There are still many types of vulnerabilities that deception defenses like Shadow Figment cannot protect against. For example, the most recent attack on the Colonial Pipeline, which cut off nearly half of the fuel supply on the US east coast, was the result of ransomware blocking the company’s billing system. While the physical pipeline itself was not at risk, it was shut down to prevent the possible spread of the infection. Regardless of the method used, such attacks are not only becoming more and more expensive, they are also disruptive.
In response to the growing need for new tools to prevent such attacks, PNNL developed its Proactive Adaptive Cybersecurity for Control Suite (PACiFiC). Conceived as a new approach to automated threat detection, the suite offers the possibility of making control systems measurably safer, more reliable, more robust and more resilient.

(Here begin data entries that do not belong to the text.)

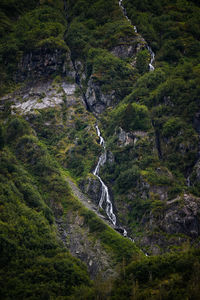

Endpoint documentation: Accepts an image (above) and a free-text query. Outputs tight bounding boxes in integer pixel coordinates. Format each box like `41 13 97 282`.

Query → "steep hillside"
0 0 200 300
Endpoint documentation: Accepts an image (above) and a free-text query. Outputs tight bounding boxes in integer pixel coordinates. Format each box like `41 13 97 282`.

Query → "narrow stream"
93 125 127 237
119 0 155 71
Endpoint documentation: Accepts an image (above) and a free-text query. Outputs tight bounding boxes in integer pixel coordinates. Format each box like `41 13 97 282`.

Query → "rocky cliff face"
15 48 75 82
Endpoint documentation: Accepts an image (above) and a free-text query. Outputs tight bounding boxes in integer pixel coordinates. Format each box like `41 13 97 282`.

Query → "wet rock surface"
15 48 73 82
85 78 115 114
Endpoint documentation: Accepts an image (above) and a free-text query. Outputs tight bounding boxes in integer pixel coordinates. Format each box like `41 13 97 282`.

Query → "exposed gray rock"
161 194 200 238
7 81 76 115
56 213 115 279
85 78 115 114
14 48 75 82
116 127 147 147
111 33 146 59
79 175 102 207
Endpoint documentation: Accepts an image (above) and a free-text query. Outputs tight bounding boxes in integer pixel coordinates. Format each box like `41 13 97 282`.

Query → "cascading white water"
119 0 155 71
93 125 127 237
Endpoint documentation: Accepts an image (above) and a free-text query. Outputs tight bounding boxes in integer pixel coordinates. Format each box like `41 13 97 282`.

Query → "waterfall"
119 0 155 71
93 125 127 237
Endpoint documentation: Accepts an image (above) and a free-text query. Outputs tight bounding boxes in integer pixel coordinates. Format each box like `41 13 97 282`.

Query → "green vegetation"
0 0 200 300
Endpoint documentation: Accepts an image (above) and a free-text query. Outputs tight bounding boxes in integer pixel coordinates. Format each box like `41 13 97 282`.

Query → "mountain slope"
0 0 200 299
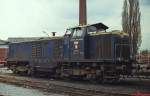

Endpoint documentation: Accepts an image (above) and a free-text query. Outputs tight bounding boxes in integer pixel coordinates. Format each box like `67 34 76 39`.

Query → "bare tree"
122 0 141 56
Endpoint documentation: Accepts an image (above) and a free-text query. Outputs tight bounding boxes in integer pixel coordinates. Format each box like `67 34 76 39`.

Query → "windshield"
66 29 72 35
73 28 83 38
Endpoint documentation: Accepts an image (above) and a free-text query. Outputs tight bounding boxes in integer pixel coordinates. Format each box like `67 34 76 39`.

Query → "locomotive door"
71 27 85 60
63 29 72 59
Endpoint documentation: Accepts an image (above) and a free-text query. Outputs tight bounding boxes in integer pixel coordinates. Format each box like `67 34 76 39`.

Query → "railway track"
0 74 150 96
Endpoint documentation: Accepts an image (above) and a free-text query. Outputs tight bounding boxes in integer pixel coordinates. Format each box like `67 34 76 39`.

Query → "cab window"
73 28 83 38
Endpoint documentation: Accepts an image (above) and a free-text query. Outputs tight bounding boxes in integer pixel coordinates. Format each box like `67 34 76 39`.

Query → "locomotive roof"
9 37 62 43
90 31 129 36
69 23 109 30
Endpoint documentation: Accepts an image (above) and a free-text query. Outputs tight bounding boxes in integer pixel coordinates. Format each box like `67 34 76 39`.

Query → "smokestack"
79 0 87 25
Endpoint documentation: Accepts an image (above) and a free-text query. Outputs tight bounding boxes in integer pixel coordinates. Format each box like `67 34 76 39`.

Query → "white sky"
0 0 150 48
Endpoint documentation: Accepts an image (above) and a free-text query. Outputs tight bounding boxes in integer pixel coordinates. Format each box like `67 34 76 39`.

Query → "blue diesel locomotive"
6 23 132 82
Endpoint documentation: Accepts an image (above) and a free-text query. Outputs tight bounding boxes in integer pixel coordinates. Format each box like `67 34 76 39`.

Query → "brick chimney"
79 0 87 25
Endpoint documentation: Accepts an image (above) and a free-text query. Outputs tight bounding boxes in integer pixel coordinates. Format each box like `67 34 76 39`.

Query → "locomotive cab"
64 23 108 60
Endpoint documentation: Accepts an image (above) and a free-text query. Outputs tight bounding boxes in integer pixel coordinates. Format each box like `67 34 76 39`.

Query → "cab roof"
68 23 109 30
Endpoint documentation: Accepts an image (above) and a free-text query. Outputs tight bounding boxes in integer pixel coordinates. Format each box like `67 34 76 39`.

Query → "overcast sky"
0 0 150 48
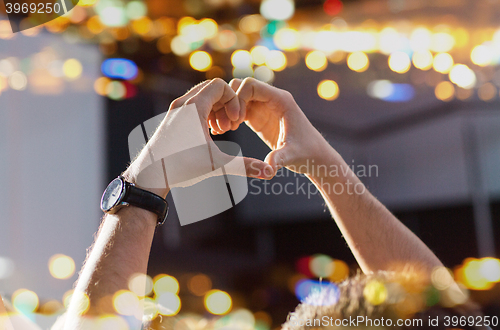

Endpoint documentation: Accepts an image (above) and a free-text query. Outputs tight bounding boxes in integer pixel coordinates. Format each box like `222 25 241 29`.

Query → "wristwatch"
101 175 168 225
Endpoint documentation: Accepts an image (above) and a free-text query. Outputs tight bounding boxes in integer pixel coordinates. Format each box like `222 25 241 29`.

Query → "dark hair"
283 271 485 330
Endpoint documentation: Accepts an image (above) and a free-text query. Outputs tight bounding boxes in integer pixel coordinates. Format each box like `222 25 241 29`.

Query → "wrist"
122 168 170 199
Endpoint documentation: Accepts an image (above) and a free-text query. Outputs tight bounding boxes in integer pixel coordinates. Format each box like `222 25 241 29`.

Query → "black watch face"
101 178 123 212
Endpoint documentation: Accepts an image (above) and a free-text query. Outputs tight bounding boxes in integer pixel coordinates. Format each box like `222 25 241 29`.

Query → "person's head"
282 272 486 330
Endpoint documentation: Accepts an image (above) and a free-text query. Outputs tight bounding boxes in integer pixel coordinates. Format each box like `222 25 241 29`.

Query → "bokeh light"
94 77 111 96
231 50 252 68
479 257 500 282
260 0 295 21
203 290 233 315
462 258 493 290
431 267 454 290
449 64 476 89
188 274 212 297
316 80 339 100
189 50 212 72
470 45 493 66
250 46 269 65
106 81 127 101
434 81 455 102
363 280 387 306
412 50 433 71
254 66 274 83
49 254 75 280
12 289 39 314
153 274 179 295
266 50 287 71
8 71 28 91
305 50 328 71
274 28 300 51
432 53 453 73
388 52 411 73
347 52 370 72
477 83 497 101
63 58 83 80
128 273 153 297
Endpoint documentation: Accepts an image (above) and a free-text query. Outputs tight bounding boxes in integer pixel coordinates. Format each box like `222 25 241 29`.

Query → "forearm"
64 206 157 329
308 147 442 273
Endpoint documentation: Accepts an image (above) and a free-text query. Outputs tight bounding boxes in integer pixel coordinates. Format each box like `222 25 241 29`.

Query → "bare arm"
64 79 269 330
231 78 441 272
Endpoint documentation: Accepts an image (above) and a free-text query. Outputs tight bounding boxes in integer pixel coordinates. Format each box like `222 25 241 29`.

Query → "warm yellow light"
274 28 300 50
188 274 211 296
113 290 142 319
477 83 497 101
449 64 476 89
156 292 181 316
63 58 83 80
128 273 153 297
49 254 75 280
388 52 411 73
199 18 219 39
363 280 387 306
170 36 191 56
306 50 328 72
238 14 266 33
177 16 196 34
12 289 38 314
456 87 473 101
470 45 493 66
318 80 339 100
250 46 269 65
231 50 252 68
131 16 153 35
410 27 432 51
347 52 370 72
412 50 433 71
479 257 500 282
463 259 493 290
329 259 349 282
434 81 455 102
153 274 179 295
204 290 233 315
432 53 453 73
86 15 104 34
189 50 212 72
266 50 286 71
431 32 455 52
431 266 454 290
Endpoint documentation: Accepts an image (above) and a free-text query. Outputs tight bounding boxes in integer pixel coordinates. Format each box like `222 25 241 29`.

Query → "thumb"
222 154 275 180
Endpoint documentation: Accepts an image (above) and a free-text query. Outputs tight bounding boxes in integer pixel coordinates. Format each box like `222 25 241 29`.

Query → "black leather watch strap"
122 178 168 225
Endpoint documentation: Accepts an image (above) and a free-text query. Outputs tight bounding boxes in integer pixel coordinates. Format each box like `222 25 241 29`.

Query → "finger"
170 80 210 109
229 78 242 92
218 153 275 180
229 78 247 127
186 78 240 121
236 78 293 108
215 110 231 133
264 146 293 173
208 111 219 135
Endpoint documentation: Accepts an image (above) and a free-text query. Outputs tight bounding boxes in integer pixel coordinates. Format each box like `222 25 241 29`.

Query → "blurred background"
0 0 500 330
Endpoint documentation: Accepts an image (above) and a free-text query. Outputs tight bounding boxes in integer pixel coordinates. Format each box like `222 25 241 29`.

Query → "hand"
218 78 336 175
124 79 272 196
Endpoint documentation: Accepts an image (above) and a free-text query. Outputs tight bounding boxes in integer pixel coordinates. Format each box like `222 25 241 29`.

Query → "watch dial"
101 178 123 212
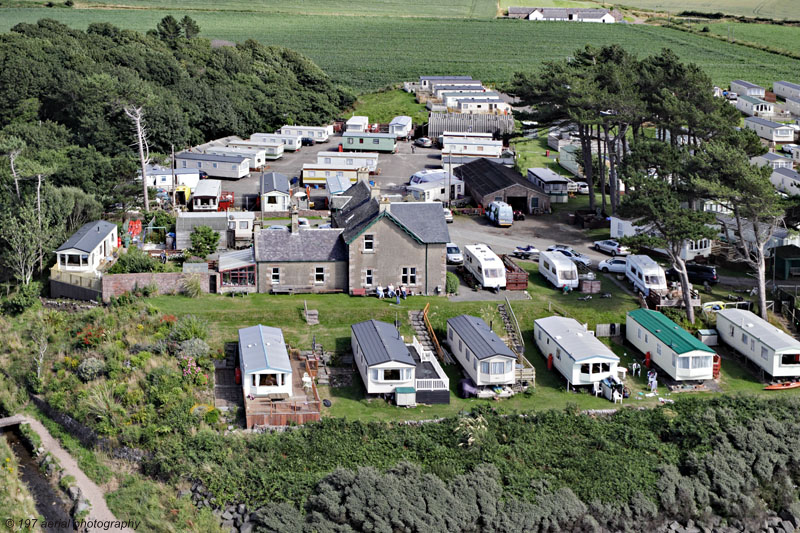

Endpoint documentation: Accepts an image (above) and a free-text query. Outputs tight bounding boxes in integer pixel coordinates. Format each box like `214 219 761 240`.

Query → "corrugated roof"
350 320 416 366
628 309 714 354
239 324 292 374
56 220 117 253
534 316 619 363
447 315 517 360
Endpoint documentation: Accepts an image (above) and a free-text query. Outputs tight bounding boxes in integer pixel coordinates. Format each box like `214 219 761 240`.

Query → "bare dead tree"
124 105 150 213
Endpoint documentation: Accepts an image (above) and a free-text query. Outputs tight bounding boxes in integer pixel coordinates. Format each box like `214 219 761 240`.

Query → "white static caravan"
464 244 506 289
206 146 267 170
625 255 667 296
539 252 580 289
250 132 303 152
447 315 517 387
301 161 369 185
533 316 619 386
317 152 379 172
625 309 716 381
717 309 800 378
280 125 333 142
227 138 286 161
239 324 292 400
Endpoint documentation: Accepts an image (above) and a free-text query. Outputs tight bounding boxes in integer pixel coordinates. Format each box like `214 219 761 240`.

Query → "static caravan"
344 115 369 133
342 131 397 153
533 316 619 386
625 309 716 381
625 255 667 296
539 252 579 289
206 146 267 170
464 244 506 289
250 133 303 152
317 152 379 172
447 315 517 387
717 309 800 378
731 80 765 98
228 139 286 161
280 125 333 142
175 152 250 179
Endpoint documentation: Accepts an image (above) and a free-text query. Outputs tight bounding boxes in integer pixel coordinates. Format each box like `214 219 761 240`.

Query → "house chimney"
292 204 300 233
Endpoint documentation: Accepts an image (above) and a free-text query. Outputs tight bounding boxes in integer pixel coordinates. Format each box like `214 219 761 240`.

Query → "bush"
78 357 106 381
444 272 459 294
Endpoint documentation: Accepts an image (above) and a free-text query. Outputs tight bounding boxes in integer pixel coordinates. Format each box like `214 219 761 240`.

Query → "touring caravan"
625 255 667 296
539 252 579 289
486 198 514 228
464 244 506 289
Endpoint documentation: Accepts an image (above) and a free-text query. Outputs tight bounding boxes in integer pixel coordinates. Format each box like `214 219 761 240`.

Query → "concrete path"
20 416 133 533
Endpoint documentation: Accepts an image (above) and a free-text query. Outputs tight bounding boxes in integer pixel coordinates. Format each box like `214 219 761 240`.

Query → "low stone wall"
103 272 210 302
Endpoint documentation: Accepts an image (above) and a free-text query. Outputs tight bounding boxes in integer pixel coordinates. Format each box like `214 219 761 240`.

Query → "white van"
464 244 506 289
625 255 667 296
539 252 579 289
486 202 514 227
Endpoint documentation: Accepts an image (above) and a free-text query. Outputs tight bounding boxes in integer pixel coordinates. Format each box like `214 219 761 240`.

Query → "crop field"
0 8 800 93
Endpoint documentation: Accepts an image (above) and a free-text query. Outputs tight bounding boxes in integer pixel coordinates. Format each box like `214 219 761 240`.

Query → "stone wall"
103 272 210 302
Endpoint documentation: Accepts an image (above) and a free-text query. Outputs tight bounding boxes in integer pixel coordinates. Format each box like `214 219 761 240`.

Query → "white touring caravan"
625 255 667 296
539 252 579 289
464 244 506 289
486 198 514 227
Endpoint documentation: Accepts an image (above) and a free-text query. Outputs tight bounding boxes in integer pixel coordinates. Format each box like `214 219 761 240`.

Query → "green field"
0 8 800 92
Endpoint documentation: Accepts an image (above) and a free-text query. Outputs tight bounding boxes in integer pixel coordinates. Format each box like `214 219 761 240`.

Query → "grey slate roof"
350 320 416 366
56 220 117 254
447 315 517 360
261 172 289 194
239 324 292 374
255 228 347 263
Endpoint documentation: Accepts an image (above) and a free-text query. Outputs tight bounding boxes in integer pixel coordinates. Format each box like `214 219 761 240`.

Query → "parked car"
597 259 628 274
447 242 464 265
442 207 453 224
667 263 719 285
594 239 631 257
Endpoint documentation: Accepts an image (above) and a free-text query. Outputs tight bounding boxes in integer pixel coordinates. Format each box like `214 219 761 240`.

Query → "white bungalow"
717 309 800 378
55 220 117 273
239 324 292 400
625 309 716 381
533 316 619 386
447 315 517 387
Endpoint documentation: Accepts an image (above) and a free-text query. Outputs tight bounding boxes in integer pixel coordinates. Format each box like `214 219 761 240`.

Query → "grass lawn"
346 89 428 125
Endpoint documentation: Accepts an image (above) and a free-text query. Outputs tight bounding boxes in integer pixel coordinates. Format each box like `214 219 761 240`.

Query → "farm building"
344 115 369 133
261 172 292 211
317 152 379 172
528 168 569 204
736 96 775 117
744 117 794 143
447 315 517 387
341 131 397 153
225 137 286 159
717 309 800 378
533 316 619 386
453 158 550 213
750 152 794 170
239 324 292 400
389 115 412 139
280 125 333 142
428 113 514 139
625 309 716 381
175 152 250 179
731 80 765 98
772 81 800 100
192 179 222 211
769 167 800 196
250 132 303 151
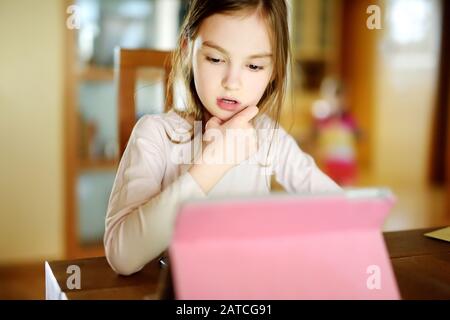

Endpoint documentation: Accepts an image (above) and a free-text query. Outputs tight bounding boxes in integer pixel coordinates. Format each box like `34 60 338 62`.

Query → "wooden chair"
114 47 173 156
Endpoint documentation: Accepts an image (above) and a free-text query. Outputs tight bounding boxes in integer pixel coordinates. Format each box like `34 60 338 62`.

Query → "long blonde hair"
168 0 292 128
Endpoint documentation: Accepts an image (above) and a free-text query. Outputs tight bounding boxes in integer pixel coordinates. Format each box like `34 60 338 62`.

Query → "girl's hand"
201 106 259 168
189 106 259 193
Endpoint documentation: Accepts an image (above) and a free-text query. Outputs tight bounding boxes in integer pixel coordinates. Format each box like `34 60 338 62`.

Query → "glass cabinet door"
72 0 187 247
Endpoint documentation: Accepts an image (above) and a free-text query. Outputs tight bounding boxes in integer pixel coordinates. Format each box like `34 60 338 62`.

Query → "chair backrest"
114 47 173 156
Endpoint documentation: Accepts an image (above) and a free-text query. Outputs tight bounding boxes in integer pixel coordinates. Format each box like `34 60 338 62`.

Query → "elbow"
104 232 142 276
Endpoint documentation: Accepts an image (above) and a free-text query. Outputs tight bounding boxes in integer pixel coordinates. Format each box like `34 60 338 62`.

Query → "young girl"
104 0 340 275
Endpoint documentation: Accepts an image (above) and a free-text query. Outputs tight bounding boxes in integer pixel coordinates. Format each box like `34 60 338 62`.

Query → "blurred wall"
373 0 441 187
0 0 65 263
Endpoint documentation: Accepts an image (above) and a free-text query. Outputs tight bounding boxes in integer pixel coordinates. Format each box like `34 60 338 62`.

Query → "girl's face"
192 12 273 121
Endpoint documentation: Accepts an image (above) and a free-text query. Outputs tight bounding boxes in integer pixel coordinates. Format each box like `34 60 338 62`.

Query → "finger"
228 106 259 124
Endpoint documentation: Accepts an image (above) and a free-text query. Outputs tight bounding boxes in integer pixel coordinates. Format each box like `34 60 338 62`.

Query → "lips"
217 97 241 111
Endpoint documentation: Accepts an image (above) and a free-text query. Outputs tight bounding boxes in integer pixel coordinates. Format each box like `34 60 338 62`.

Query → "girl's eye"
206 57 221 64
248 64 264 71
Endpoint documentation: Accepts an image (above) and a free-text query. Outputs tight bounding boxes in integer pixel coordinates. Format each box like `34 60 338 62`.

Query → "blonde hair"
168 0 292 128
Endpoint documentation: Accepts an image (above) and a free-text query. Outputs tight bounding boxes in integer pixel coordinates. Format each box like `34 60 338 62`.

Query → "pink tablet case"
169 195 399 299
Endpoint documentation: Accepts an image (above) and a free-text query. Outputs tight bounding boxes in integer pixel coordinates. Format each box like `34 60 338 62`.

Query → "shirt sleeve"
104 116 206 275
268 127 342 193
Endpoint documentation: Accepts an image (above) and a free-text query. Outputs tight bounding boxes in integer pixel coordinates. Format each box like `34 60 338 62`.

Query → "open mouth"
217 98 241 111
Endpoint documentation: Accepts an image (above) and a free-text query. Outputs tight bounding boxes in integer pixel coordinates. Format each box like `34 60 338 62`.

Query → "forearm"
105 174 205 275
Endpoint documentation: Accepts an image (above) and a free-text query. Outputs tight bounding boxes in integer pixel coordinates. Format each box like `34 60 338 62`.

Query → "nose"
222 66 241 91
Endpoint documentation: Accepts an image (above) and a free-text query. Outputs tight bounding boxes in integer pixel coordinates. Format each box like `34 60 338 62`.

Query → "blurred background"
0 0 450 299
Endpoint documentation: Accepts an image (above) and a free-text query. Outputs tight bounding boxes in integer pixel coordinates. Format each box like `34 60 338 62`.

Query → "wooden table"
45 228 450 299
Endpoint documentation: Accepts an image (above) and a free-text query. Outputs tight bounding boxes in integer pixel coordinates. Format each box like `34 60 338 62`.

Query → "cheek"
194 63 218 96
247 74 270 100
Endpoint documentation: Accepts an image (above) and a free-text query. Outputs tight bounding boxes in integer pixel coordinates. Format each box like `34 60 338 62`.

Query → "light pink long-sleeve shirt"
104 110 340 275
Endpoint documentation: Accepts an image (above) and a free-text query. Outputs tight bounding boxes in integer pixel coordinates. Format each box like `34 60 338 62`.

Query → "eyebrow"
202 41 272 59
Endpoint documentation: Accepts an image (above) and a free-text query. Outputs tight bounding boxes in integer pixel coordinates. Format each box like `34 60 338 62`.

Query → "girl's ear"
181 37 189 58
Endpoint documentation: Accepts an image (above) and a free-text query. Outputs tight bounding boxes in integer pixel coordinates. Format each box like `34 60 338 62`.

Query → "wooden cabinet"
64 0 186 258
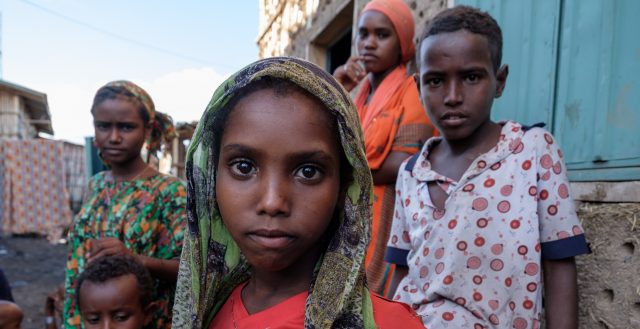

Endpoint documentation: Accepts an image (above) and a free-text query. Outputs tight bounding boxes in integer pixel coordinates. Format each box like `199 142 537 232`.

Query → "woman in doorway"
334 0 435 293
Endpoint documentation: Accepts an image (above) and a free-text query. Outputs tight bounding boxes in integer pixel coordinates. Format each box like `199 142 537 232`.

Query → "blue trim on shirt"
521 122 547 131
404 152 420 172
384 247 409 266
540 234 591 259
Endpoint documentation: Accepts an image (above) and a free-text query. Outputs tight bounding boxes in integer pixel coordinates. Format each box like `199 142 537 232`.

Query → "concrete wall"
257 0 447 66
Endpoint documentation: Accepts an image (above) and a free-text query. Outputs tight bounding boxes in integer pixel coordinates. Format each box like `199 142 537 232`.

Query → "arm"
333 56 367 91
135 255 180 283
387 264 409 299
371 151 411 185
88 238 178 283
542 257 578 329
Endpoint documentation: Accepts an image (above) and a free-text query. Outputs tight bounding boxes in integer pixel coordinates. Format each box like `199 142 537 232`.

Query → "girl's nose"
444 81 464 106
109 128 122 144
256 173 291 217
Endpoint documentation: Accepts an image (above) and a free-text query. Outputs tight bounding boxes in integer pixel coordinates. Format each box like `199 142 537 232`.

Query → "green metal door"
456 0 640 181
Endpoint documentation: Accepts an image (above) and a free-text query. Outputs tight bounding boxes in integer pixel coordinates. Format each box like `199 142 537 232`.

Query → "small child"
173 57 422 328
386 6 588 329
76 256 155 329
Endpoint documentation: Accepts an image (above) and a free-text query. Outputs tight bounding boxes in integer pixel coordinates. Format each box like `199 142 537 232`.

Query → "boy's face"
216 89 340 273
419 30 508 140
79 274 151 329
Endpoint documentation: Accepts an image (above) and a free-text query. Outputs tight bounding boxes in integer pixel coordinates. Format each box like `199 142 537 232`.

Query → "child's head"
76 256 154 329
418 6 509 141
91 80 175 164
420 6 502 72
186 57 372 325
356 0 415 73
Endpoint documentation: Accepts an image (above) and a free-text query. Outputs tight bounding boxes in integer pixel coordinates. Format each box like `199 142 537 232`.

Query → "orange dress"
355 65 434 295
209 284 424 329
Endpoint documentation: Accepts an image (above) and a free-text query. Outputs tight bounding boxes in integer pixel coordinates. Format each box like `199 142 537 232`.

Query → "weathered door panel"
456 0 560 126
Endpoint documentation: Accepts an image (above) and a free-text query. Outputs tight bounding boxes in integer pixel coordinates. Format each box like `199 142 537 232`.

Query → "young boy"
76 256 155 329
386 6 588 329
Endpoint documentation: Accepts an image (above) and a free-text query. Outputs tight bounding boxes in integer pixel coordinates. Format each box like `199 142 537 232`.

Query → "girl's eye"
231 160 256 176
467 74 480 83
296 165 322 180
113 313 129 322
86 316 100 324
425 78 442 88
119 124 135 131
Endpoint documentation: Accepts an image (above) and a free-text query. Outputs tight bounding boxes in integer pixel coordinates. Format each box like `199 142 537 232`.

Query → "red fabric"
0 139 72 240
355 65 412 170
209 284 424 329
362 0 415 63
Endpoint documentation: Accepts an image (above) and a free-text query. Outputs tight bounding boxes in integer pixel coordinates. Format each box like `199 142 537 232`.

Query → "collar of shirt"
411 121 524 190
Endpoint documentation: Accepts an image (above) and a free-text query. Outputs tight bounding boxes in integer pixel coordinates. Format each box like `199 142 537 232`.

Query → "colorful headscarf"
362 0 415 63
96 80 178 154
173 57 375 328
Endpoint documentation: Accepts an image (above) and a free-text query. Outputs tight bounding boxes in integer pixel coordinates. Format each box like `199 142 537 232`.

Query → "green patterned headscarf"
173 57 375 328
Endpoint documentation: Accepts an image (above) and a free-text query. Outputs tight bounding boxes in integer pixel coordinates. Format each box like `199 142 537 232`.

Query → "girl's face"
93 97 149 165
356 10 400 73
216 89 341 272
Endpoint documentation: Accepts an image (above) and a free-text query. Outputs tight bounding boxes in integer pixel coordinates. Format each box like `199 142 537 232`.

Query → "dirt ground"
0 236 67 329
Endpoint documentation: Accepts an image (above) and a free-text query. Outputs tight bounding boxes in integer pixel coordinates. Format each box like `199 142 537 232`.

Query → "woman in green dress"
63 81 187 328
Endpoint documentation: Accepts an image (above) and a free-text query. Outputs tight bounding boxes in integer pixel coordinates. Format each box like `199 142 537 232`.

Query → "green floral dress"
64 172 187 328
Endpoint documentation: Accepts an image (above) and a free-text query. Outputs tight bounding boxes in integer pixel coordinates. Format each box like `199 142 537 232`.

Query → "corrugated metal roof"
0 79 53 135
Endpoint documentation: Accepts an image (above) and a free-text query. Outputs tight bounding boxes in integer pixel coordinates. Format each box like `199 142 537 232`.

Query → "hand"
333 56 367 91
87 238 133 262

Shadow Figment is one of five cybersecurity tools designed for the suite.
PNNL has applied for a patent on Shadow Figment, which is being developed into a commercial product by Attivo Networks, headquartered in Fremont, California, under a non-exclusive license. The PNNL team’s research was published in the Journal of Information Warfare last spring.
Since the dawn of the Internet, the complexity and prevalence of cybercrime have grown exponentially. From a relatively few incidents in the early 1990s, the global cost of all forms of cybercrime has skyrocketed. A recent estimate by research firm Cybersecurity Ventures estimates that the global cost of cybercrime rose to $ 6 trillion in 2020.
In combating this explosive growth, the cybersecurity industry has moved together and developed tools to secure networks and recover lost data from such intruders. Shadow Figment and PACiFiC are another set of tools that help make a difference.